Keine Zustimmung seitens der FPÖ fand der Beschluss betreffend die Übertragung der österr. Staatsanteile an der Brenner-Basistunnel SE an die ÖBB-Infrastruktur AG. Heftige Kritik an den Regierungsparteien SPÖ und ÖVP übt der freiheitliche NAbg. Mag. Roman Haider. "Mit der gestrigen Übertragung des 12,5 %igen Anteils der Republik Österreich legen die Koalitionsparteien den Grundstein dafür, dass jetzt und in den nächsten Jahren weitere Milliarden Euro an Schulden in der ÖBB geparkt werden, damit man sie nicht im Budget hat. Die nächsten Regierungen werden das dann zahlen müssen", so Haider. Grundsätzliche Kritik am Projekt Brenner Basistunnel übt der freiheitliche Abgeordnete: "Das beginnt schon bei den Errichtungskosten! Ursprünglich hat man einmal geglaubt, der Tunnel kostet 1 Milliarde Euro.

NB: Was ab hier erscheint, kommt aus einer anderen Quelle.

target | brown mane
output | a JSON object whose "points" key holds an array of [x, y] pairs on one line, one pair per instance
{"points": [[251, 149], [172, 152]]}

Dann waren es schnell 2, 3, 4 Milliarden Euro inzwischen steht man bei 9,7 Milliarden Euro Schätzung. Experten gehen davon aus, dass es 15 bis 16 Milliarden Euro werden, aber auch nur, wenn es keine Probleme bei der Errichtung gibt. Und davon auszugehen, dass es bei so einem Projekt keine Probleme geben wird, ist mehr als blauäugig", sagt Haider. In diese Zahlen nicht eingerechnet seien die Finanzierungskosten, denn diese kämen noch dazu, zeigt Haider auf. Ein weiteres ungelöstes Problem seien die Zulaufstrecken - diese würden nämlich noch viel mehr kosten: Diese Zulaufstrecken führen von München bis zur österreichischen Grenze und in Südtirol von Franzensfeste bis nach Verona und seien für das Projekt lebensnotwendig, damit auch genug Züge den Tunnel erreichen könnten. "Die Zulaufstrecken sind noch nicht einmal geplant. Die deutsche Seite verweigert jegliche Planung. Und was die italienische Seite betrifft, so ist ja bekannt, was der von Ministerpräsident Berlusconi eingesetzte Projektkoordinator Mauro Fabris zur Finanzierbarkeit dieser Zulaufstrecke gesagt hat - er hat nämlich gesagt: Dafür hat der italienische Staat kein Geld!", führt Haider aus. Was den Personenverkehr betrifft, so hätte der Brenner Basistunnel nur dann einen Sinn, wenn man es schaffe, die Verbindung München-Mailand von der Zeit her so attraktiv zu gestalten, dass sie eine Konkurrenz zum Flugzeug werden könnte! Das wäre sie nur, wenn die Fahrt nicht mehr als vier Stunden dauert.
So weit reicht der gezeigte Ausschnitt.